Fish and Game considering fishery management options for Priest Lake
Since the introduction of mysis shrimp in Priest Lake almost a half century ago, the big lake in the most northwestern tip of Idaho’s Panhandle has been in transition.
Rick Horey thinks it has finally reached a plateau on its own. He doesn’t think more human intervention will bolster the lake’s fishery.
Horey, a Priest Lake guide who also operates an excavation business, has fished the lake for decades. Three years ago he bought the guide business with clientele that come to catch lake trout, a fish also called mackinaw.
The state’s record lake trout — a 57½ pounder that measured more than 4 feet long and was fat as a person’s thigh — was caught in Priest Lake.
“It’s what most people come up here for,” Horey said.
A recent proposal by Idaho Department of Fish and Game to suppress the population of the popular gamefish, however, has Horey scratching his head.
Fish and Game has proposed managing the big lake for native species such as bull trout and cutthroat trout, or for other game species such as kokanee.
Similar proposals five years ago were contested by anglers who wanted to maintain the lake as a mackinaw fishery.
The latest proposals developed by the Priest Lake Fishery Advisory Committee, which was formed by Fish and Game, revisit the issue as the department seeks to update its 2019-2024 fisheries management plan.
Since the late 1990s, the department has been managing for native bull trout in Upper Priest Lake, a 4-mile long waterbody connected to the main lake by a 2-mile channel. The successful program requires netting and removing lake trout that move through the channel from the main lake before they reach the smaller lake to feed on immature bull trout.
So far this year, Fish and Game removed 1,871 lake trout during the removal period in May. According to Fish and Game data, the department’s efforts have curbed lake trout populations in Upper Priest Lake resulting in better fishing for native species there.
The Upper Priest Lake mackinaw removal project is funded through grants from U.S. Fish and Wildlife Service, and Bonneville Power mitigation funding allocated to the Kalispel Tribe, which promotes native species restoration.
The latest proposals for managing the Priest Lake fishery include promoting populations of kokanee, Westslope cutthroat and bull trout, by netting and removing lake trout.
Another option — and likely the costliest — includes managing for all species. In the final option, Fish and Game is asking anglers to consider leaving things as they are.

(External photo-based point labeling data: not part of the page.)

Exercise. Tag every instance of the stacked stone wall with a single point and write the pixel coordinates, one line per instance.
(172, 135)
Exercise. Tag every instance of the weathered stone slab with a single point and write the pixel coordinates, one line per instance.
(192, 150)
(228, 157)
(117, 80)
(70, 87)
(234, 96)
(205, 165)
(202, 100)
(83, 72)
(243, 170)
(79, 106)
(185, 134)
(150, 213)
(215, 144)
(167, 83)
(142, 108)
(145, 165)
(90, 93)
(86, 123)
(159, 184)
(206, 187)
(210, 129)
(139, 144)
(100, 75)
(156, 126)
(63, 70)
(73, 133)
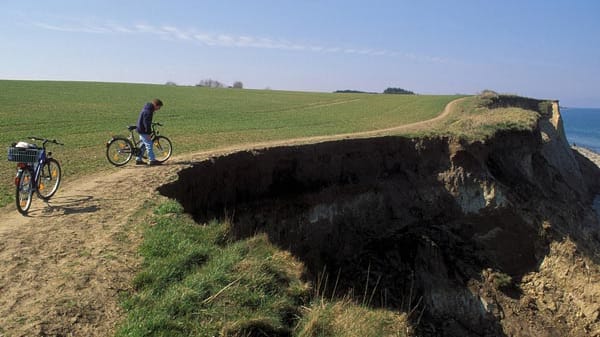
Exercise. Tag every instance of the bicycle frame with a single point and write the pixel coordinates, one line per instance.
(35, 167)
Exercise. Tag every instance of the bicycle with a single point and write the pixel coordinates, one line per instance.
(36, 171)
(120, 149)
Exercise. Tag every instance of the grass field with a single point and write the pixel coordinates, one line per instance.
(84, 115)
(195, 280)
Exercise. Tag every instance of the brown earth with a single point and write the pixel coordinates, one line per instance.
(63, 268)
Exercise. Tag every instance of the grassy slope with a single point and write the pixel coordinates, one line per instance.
(194, 281)
(198, 283)
(84, 115)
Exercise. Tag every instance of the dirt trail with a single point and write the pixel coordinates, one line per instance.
(62, 267)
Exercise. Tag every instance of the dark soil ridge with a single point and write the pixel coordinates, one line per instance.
(494, 238)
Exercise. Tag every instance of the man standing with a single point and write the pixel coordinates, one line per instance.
(144, 128)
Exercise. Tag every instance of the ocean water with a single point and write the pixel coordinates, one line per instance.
(582, 126)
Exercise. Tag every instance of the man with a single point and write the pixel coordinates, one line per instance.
(144, 128)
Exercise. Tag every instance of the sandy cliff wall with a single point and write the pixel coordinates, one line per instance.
(435, 222)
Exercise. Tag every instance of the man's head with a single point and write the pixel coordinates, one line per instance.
(157, 104)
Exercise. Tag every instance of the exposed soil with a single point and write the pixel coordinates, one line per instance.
(63, 267)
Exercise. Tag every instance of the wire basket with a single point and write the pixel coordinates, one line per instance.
(23, 155)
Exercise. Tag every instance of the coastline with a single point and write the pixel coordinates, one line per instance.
(589, 154)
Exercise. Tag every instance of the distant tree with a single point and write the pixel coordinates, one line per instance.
(399, 91)
(210, 83)
(353, 92)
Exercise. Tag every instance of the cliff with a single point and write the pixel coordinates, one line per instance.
(491, 237)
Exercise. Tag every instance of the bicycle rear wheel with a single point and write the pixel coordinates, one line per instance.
(24, 190)
(49, 179)
(163, 149)
(119, 151)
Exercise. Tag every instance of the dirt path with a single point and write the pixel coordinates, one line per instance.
(62, 267)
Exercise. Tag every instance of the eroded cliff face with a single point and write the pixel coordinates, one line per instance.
(432, 225)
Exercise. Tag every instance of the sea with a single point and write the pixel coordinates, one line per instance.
(582, 127)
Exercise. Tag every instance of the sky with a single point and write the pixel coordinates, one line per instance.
(542, 49)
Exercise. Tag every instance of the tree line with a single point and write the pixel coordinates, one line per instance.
(397, 91)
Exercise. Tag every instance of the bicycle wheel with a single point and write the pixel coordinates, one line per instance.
(119, 151)
(162, 148)
(24, 190)
(49, 179)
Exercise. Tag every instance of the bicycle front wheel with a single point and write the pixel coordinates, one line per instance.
(119, 151)
(162, 148)
(24, 190)
(49, 179)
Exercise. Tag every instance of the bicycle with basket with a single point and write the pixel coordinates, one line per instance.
(37, 172)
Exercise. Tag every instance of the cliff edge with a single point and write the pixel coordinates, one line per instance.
(483, 237)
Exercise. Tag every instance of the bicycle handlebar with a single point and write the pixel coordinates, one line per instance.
(45, 140)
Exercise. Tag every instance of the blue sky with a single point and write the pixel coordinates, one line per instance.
(542, 49)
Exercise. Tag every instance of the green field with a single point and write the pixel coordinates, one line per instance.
(84, 115)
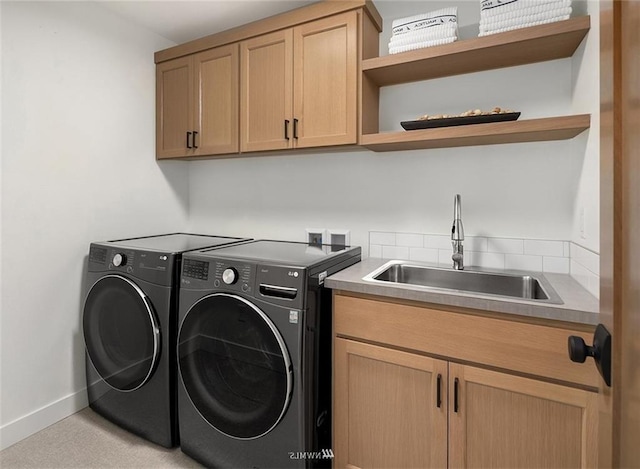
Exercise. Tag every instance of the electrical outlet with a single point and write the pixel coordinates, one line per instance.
(339, 237)
(316, 236)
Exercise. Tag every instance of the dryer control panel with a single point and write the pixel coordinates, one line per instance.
(284, 286)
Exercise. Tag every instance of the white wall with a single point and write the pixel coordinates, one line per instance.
(78, 165)
(529, 190)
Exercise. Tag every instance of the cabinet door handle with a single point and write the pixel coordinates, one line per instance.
(455, 395)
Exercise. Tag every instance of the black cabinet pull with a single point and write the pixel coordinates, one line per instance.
(455, 395)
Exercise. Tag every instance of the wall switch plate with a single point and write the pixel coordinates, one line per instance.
(316, 236)
(339, 237)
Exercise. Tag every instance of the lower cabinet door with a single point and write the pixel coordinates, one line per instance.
(388, 411)
(500, 420)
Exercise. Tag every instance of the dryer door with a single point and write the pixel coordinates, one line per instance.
(121, 332)
(234, 366)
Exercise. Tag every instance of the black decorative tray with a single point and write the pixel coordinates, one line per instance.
(451, 121)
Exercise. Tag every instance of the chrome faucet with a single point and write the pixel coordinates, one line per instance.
(457, 234)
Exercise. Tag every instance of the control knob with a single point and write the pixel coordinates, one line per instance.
(119, 259)
(230, 276)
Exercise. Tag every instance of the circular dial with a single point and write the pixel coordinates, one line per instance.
(229, 276)
(119, 259)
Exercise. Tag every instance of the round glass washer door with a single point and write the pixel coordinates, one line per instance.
(121, 333)
(234, 365)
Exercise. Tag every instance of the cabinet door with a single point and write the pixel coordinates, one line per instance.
(266, 84)
(386, 409)
(217, 100)
(325, 81)
(173, 107)
(502, 420)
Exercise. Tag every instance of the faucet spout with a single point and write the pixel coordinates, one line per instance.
(457, 234)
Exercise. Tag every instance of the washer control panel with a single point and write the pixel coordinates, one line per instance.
(236, 276)
(192, 268)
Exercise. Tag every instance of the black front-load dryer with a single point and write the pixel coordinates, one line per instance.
(129, 324)
(254, 354)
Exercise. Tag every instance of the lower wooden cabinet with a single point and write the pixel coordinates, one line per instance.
(388, 411)
(396, 409)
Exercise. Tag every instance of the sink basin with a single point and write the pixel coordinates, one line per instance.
(508, 284)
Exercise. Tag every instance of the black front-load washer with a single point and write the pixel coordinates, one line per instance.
(254, 354)
(129, 324)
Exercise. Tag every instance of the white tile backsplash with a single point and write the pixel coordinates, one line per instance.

“Stakeholders expressed strong support for conserving native species in Upper Priest Lake, (so) each of the management alternatives include continued lake trout suppression in the upper lake,” regional fisheries manager Andy Dux said in a news release. “Alternatives that involve reducing lake trout in the main lake would make it easier to attain management goals in the upper lake.”
To Horey, the status quo seems to make the most sense.
Mackinaw in Priest Lake have red meat — unlike Lake Pend Oreille macks, which have white meat. The red-meat lake trout taste better, and are therefore sought after by anglers, Horey said.
The mack’s red meat also indicates they feed on mysis shrimp, not kokanee. Feeding on the shrimp that compete with kokanee for zooplankton — kokanee’s main food source — has helped maintain kokanee populations in Priest Lake, Horey said.
“It’s taken 40 years to get where it is now, and it’s a real good fishery,” Horey said. “We’ve got decent numbers of kokanee, we have cutthroat and bull trout. We have them all.”
The management options for Priest Lake will be discussed at public meetings slated for this month. The first meeting is set for 6:30 p.m., July 13, at The Inn at Priest Lake in Coolin. Additional meetings are scheduled at 6:30 p.m., July 24, at the Priest River Events Center and at 6:30 p.m., July 27, at the IDFG Panhandle Region Office in Coeur d’Alene.